La juge, qui est un bourreaux, mais n’est pas stupide, lui demande ce qu’il faisait à Toulouse, étant donné qu’il habite à l’autre bout de la France, à Rennes, et qui plus est, avec un masque à gaz sur le visage. François joue l’ex-étudiant sage et gentil, il se dit « concerné par l’écologie ». La juge, en bon bourreau pas stupide, fait son travail et le renvoi à l’ombre pour cinq mois de plus, plus six de sursis et l’obligation de rembourser les dégâts.
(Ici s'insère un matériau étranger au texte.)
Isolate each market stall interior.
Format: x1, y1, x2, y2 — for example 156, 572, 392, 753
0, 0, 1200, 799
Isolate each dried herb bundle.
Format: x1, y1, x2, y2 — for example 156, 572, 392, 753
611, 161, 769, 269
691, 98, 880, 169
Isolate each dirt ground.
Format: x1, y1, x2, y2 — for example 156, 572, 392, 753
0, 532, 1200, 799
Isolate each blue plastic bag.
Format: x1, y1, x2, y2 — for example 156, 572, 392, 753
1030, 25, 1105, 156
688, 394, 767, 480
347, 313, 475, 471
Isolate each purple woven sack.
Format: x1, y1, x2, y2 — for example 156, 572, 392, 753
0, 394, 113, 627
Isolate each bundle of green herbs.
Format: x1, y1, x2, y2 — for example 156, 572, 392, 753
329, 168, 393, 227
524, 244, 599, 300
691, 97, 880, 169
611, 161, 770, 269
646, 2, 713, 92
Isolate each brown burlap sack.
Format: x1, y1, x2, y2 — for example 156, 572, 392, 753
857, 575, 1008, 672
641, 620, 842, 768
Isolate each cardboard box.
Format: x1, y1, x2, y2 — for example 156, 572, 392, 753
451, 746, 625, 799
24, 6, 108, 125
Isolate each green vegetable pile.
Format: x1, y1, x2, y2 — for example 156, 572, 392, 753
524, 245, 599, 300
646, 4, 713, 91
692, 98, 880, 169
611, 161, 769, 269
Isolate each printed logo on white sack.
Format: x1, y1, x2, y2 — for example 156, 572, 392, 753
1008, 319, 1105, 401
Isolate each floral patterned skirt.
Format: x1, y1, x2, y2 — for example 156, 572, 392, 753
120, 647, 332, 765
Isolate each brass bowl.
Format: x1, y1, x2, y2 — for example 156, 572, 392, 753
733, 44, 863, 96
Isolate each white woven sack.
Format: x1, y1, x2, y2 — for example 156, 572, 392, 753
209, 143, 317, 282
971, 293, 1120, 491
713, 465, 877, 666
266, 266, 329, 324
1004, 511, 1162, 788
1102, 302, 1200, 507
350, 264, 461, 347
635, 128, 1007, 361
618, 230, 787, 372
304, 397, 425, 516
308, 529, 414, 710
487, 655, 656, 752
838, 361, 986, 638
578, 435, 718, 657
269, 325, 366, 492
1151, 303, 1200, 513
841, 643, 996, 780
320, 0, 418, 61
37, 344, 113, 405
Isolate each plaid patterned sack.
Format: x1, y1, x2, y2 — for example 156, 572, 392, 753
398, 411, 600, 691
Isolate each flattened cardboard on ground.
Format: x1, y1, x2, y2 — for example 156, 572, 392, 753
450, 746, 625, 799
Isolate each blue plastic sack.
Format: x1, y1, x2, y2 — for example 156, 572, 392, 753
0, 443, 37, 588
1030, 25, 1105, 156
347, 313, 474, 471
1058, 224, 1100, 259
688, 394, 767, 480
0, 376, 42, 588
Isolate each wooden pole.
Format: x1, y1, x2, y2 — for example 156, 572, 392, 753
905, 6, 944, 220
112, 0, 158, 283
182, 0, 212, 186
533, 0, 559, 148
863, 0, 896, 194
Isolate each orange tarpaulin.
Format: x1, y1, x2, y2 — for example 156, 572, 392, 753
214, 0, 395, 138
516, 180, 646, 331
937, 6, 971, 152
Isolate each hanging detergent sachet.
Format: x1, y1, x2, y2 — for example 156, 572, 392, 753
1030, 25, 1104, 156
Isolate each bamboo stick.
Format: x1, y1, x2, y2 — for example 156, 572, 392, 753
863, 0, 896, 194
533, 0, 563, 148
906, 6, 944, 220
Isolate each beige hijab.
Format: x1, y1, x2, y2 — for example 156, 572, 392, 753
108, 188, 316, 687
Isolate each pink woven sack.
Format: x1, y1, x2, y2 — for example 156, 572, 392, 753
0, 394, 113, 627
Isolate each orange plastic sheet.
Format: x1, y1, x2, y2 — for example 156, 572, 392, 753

Milan, 1er mai 2015. Une manifestation contre l’Exposition Universelle et (pour certains) ce monde nuisible, part en vrille, comme le prévoyaient même les pavés, et se termine avec de durs affrontements avec les flics et de grosses dégradations de magasins, voitures et mobilier urbain. Comme cela arrive malheureusement souvent, flics et juges se vengent à froid. Le 19 mai, Marco est arrêté chez lui. Selon l’accusation, il aurait pris part au tabassage d’un flic. Une accusation à leur avis prouvée par quelques photos prises par des journalistes et qui ont fait le tour des médias, où on le verrait à visage partiellement découvert.
Pendant l’interrogatoire précédent l’incarcération, Marco déclare [1] : « J’ai vu que les policiers emmenaient une fille de façon violente et j’ai pris un gourdin qui était par terre et j’ai frappé un policier. Après je suis parti. […] J’ai agi de façon impulsive, je suis désolé et je demande pardon au policier ». On ne sait pas si le fait de ramper lui servira à manger moins au tribunal.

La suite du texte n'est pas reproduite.